Hola, ¿alguna vez te has encontrado levantando una copa con amigos, diciendo “¡Salud!” y chocando tu bebida con la de ellos? Es un ritual tan común y alegre, ¿verdad? Pero, ¿alguna vez te has detenido a pensar por qué hacemos eso en realidad? Por ejemplo, ¿además del bonito sonido o simplemente por tradición?

Bueno, prepárate para un pequeño sorbo de conocimiento histórico, porque el origen de chocar copas es en realidad bastante genial y, lo creas o no, ¡un poco medieval! En el pasado, especialmente en épocas en las que el envenenamiento era una preocupación mucho más común entre rivales o enemigos (¡qué miedo!), la gente necesitaba una forma de mostrar confianza y asegurarse de que su bebida no era, bueno, letal.

Una teoría sugiere que el vigoroso choque, a veces incluso desbordando un poco en la copa de la otra persona, era una forma de mezclar los contenidos. Si realmente confiabas en tu compañero de bebida, chocabas lo suficientemente fuerte como para que un poco de tu bebida se derramara en la suya, y un poco de la suya se derramara en la tuya.
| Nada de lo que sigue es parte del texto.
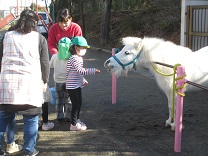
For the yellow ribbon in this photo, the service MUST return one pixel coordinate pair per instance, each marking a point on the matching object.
(174, 89)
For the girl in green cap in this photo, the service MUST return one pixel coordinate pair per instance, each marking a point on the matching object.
(75, 80)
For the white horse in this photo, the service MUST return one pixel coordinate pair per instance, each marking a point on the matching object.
(138, 52)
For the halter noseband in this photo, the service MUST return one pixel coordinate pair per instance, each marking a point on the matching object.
(132, 62)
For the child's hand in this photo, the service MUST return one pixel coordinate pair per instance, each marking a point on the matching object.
(97, 71)
(44, 87)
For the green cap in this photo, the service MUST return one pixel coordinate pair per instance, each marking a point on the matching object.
(80, 41)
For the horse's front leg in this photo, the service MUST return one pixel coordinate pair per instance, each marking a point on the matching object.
(171, 120)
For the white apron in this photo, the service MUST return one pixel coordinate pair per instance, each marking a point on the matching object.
(21, 80)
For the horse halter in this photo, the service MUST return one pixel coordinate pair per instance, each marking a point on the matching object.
(131, 62)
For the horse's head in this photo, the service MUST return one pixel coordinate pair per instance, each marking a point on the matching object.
(126, 59)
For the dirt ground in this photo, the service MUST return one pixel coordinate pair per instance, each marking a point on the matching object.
(134, 126)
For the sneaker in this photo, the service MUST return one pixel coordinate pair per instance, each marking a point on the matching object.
(47, 126)
(2, 153)
(34, 153)
(77, 127)
(13, 147)
(16, 137)
(82, 123)
(67, 120)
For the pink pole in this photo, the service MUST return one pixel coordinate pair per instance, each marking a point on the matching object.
(113, 83)
(179, 110)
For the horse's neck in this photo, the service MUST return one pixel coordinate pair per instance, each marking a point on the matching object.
(149, 53)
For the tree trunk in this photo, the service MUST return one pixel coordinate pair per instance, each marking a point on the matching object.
(104, 36)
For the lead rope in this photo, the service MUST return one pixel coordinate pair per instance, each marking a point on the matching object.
(174, 89)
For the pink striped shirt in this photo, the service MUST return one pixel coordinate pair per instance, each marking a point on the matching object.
(75, 72)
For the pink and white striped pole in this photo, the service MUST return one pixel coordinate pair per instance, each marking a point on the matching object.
(179, 110)
(113, 83)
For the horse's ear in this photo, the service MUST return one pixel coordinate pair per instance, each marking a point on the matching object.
(141, 35)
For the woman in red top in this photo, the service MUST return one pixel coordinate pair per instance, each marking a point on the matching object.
(63, 28)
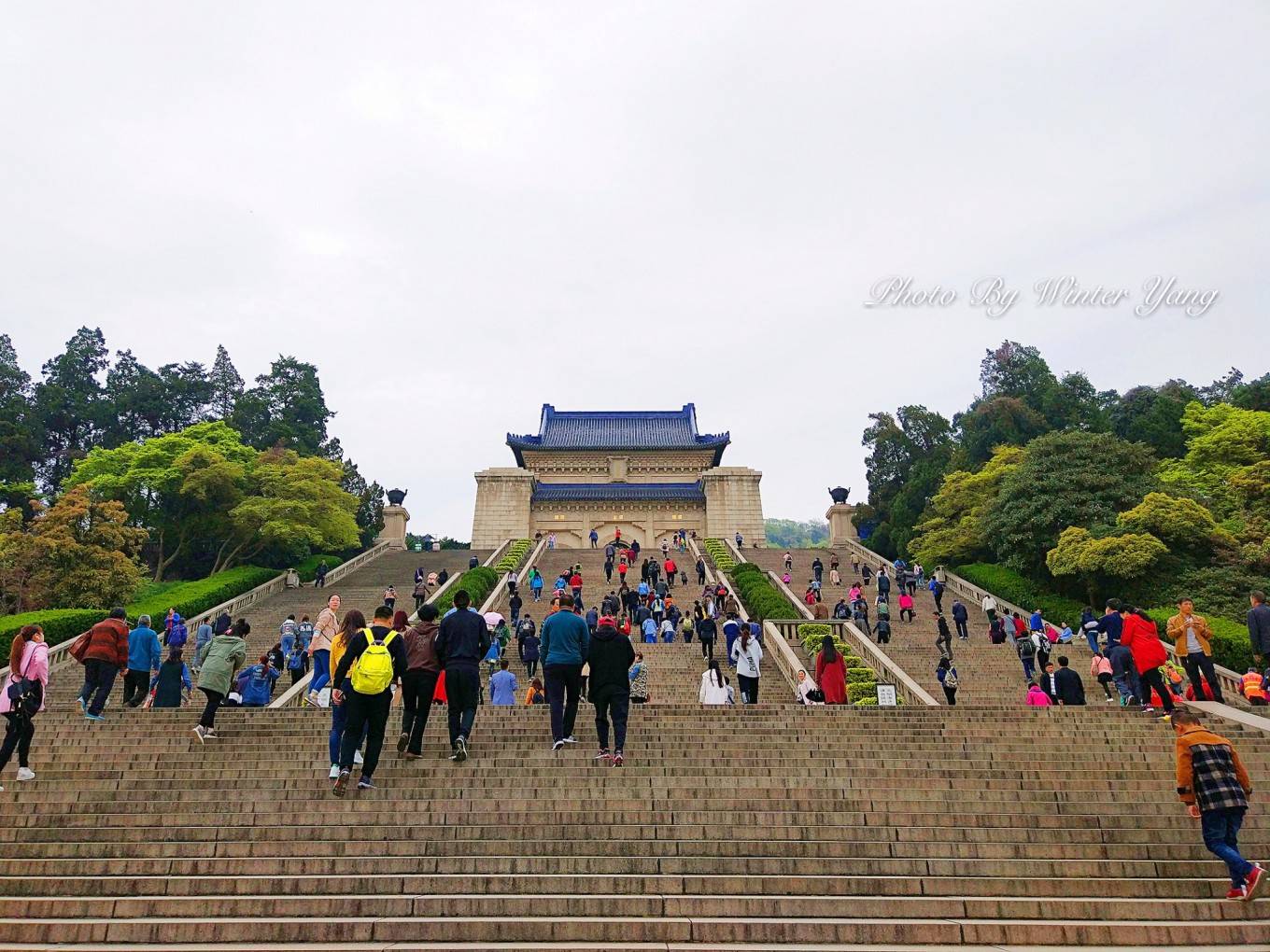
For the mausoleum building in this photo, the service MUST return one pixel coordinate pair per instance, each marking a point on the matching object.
(648, 473)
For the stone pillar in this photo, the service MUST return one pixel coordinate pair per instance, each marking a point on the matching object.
(395, 517)
(501, 511)
(841, 528)
(733, 504)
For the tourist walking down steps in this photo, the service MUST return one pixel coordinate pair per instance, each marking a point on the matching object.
(28, 682)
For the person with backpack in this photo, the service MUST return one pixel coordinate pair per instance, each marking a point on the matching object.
(296, 662)
(565, 644)
(746, 654)
(461, 642)
(103, 651)
(1214, 786)
(21, 697)
(145, 654)
(419, 682)
(946, 676)
(374, 660)
(611, 658)
(222, 656)
(170, 687)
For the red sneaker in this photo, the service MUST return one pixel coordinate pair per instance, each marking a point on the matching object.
(1254, 881)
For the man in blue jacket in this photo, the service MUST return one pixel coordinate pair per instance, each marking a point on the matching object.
(565, 642)
(145, 652)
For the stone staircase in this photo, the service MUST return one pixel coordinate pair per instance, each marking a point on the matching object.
(771, 828)
(988, 674)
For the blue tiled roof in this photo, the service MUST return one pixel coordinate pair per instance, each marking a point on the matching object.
(617, 492)
(617, 429)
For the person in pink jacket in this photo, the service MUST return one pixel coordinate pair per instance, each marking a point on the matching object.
(28, 659)
(1037, 697)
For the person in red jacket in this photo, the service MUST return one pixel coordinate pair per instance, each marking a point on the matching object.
(1142, 637)
(105, 656)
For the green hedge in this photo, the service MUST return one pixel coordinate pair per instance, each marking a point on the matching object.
(190, 598)
(478, 582)
(515, 553)
(1009, 585)
(307, 567)
(719, 553)
(1231, 645)
(759, 596)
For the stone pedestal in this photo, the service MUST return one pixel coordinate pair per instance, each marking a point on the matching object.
(841, 528)
(395, 517)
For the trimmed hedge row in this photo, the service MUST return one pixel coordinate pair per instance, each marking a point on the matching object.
(307, 567)
(719, 555)
(478, 582)
(190, 598)
(515, 553)
(1012, 587)
(759, 596)
(1231, 645)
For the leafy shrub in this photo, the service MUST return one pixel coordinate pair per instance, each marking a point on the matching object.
(1009, 585)
(478, 582)
(514, 556)
(759, 596)
(307, 567)
(1231, 645)
(861, 690)
(719, 555)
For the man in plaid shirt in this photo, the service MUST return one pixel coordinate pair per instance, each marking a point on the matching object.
(1216, 787)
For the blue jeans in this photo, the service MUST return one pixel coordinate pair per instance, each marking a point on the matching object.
(1221, 834)
(321, 669)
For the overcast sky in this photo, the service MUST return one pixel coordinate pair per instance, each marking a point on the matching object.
(460, 212)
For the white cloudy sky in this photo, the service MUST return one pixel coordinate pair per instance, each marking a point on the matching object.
(460, 212)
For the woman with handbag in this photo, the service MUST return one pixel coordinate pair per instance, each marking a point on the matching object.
(23, 695)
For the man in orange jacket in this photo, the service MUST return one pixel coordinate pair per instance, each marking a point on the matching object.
(105, 656)
(1214, 786)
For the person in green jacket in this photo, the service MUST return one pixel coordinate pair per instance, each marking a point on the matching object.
(219, 660)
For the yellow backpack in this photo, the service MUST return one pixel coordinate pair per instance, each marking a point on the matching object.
(373, 672)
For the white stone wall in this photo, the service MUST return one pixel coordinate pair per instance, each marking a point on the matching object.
(734, 504)
(501, 505)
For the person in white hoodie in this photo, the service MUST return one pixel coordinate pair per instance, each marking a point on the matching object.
(714, 687)
(746, 655)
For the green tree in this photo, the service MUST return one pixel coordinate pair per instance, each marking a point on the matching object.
(70, 404)
(286, 408)
(78, 553)
(1096, 561)
(226, 385)
(952, 528)
(1065, 479)
(179, 486)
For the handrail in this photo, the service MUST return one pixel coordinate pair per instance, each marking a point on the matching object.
(1230, 680)
(906, 687)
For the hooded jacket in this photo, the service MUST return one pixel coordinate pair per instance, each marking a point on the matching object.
(611, 656)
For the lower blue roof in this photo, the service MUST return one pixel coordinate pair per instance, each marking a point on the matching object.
(617, 492)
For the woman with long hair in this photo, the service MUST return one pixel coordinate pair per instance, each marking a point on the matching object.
(831, 672)
(746, 655)
(353, 623)
(714, 686)
(28, 668)
(221, 659)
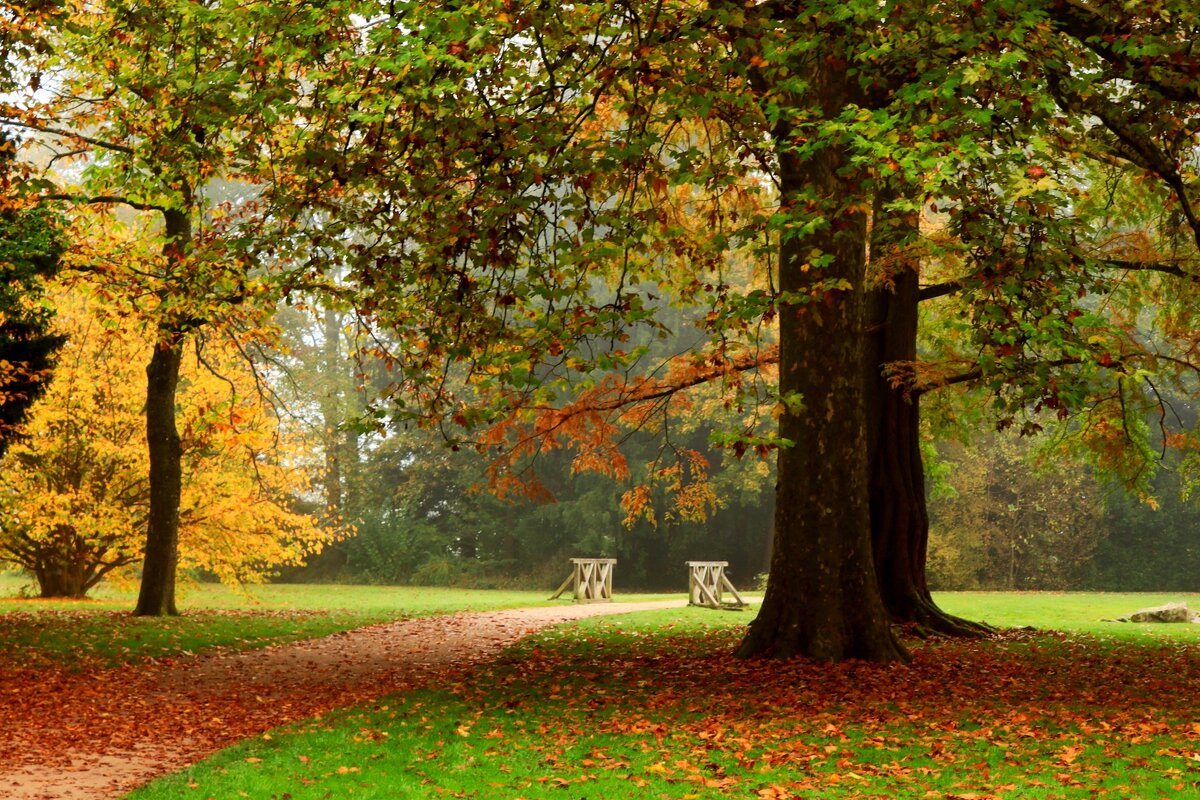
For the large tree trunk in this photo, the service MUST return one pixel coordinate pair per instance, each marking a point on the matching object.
(898, 501)
(157, 593)
(822, 599)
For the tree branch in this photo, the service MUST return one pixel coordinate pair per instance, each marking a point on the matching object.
(106, 199)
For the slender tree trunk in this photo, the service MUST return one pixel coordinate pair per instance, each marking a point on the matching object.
(157, 594)
(899, 511)
(822, 597)
(330, 409)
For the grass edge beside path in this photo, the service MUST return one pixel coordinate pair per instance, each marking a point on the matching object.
(651, 705)
(102, 633)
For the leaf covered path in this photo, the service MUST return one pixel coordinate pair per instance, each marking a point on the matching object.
(99, 733)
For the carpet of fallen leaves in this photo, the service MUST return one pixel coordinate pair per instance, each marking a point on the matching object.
(83, 731)
(1019, 715)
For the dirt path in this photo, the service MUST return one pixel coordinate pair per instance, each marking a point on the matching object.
(100, 734)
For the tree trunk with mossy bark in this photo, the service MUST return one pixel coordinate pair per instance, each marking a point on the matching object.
(156, 596)
(898, 501)
(822, 597)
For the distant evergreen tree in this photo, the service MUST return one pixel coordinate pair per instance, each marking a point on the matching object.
(30, 247)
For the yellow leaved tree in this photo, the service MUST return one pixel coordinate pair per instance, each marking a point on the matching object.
(73, 491)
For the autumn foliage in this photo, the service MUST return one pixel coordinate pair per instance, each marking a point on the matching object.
(73, 492)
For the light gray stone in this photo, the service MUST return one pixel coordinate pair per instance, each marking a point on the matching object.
(1165, 613)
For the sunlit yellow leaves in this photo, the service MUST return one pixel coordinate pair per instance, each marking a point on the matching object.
(78, 482)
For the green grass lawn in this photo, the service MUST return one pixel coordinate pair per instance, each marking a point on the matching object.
(652, 705)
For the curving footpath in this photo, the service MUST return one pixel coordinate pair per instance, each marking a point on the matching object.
(101, 734)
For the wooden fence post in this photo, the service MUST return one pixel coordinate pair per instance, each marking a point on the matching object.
(592, 579)
(706, 584)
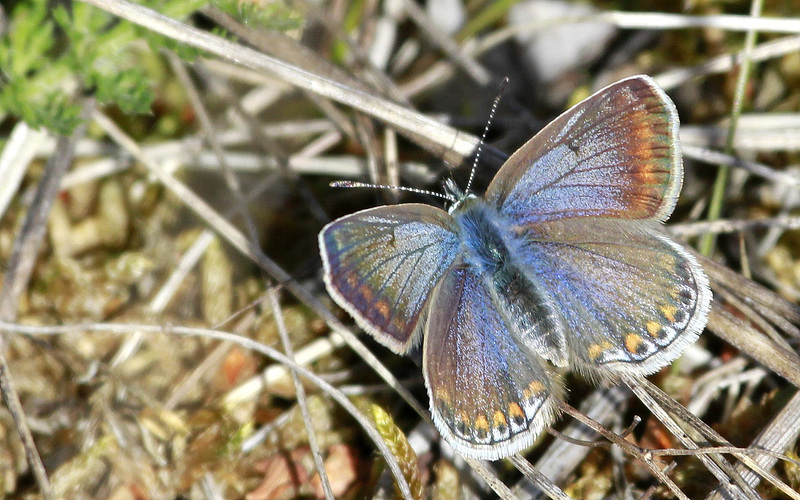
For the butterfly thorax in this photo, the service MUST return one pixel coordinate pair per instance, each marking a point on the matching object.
(494, 251)
(488, 247)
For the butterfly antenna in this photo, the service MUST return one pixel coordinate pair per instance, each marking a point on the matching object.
(351, 184)
(485, 132)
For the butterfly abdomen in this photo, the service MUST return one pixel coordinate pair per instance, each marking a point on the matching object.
(525, 306)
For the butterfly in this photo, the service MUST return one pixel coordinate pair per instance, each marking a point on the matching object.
(562, 264)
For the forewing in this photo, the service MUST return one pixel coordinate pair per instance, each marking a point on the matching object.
(631, 298)
(490, 395)
(381, 265)
(616, 154)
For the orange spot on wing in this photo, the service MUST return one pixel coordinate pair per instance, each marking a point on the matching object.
(633, 342)
(499, 419)
(653, 328)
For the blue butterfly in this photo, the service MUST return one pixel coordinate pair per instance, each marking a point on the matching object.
(562, 263)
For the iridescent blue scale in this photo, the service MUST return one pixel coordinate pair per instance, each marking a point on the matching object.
(564, 261)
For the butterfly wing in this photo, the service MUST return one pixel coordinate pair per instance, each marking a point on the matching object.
(616, 154)
(381, 264)
(490, 395)
(631, 298)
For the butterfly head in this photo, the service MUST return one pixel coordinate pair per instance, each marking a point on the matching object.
(456, 195)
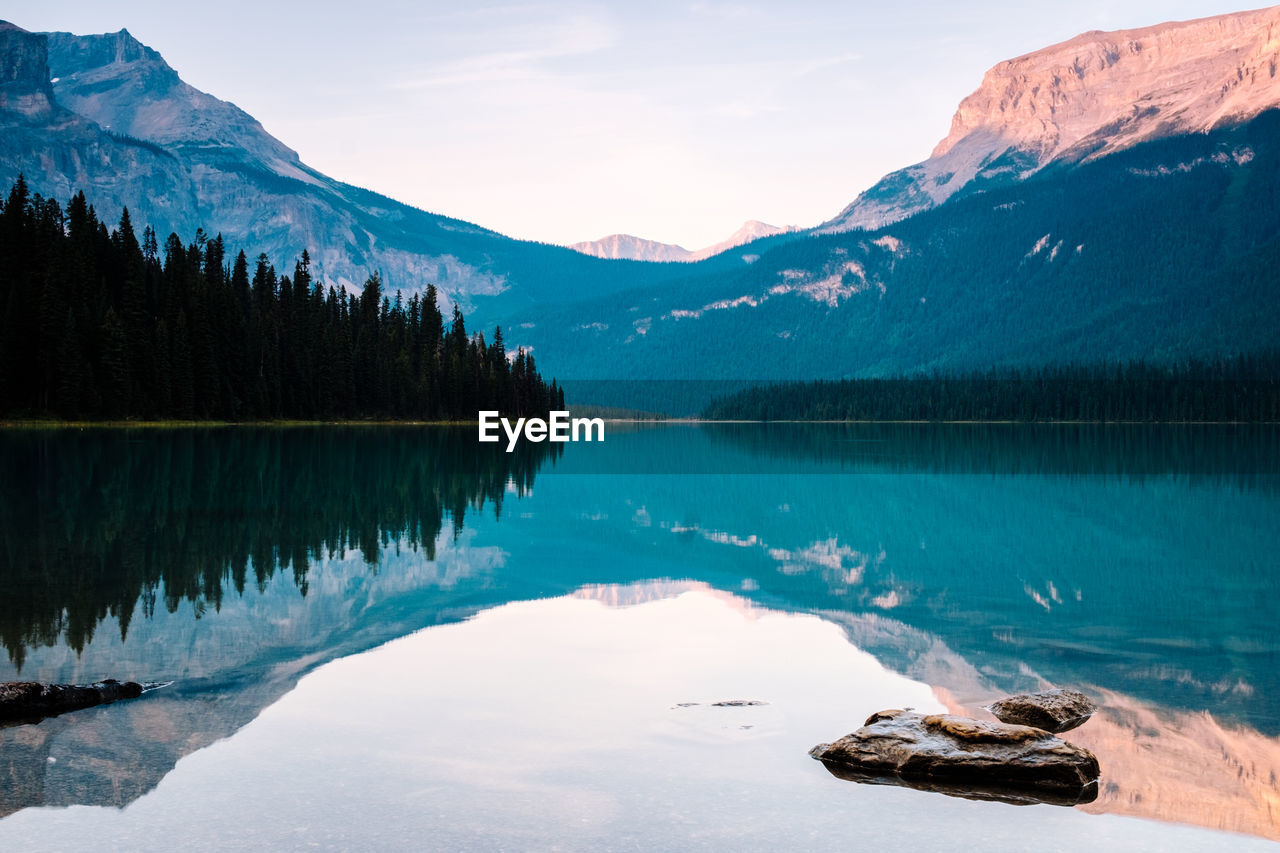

Esto efectivamente significaba: “¿Ves? Mi bebida es segura, y al beber de una copa mezclada, ambos lo demostramos”. Era un acto audaz y compartido de fe, una forma de decir: “Confío en ti con mi vida, y tú confías en mí con la tuya”.

Así que, la próxima vez que escuches ese satisfactorio clink, puedes sonreír sabiendo que no solo estás celebrando, sino que también estás participando sin saberlo en una tradición humana muy antigua y muy humana de confianza y camaradería que se remonta a unas cenas sorprendentemente de alto riesgo. Hace que un simple brindis se sienta un poco más profundo, ¿no crees?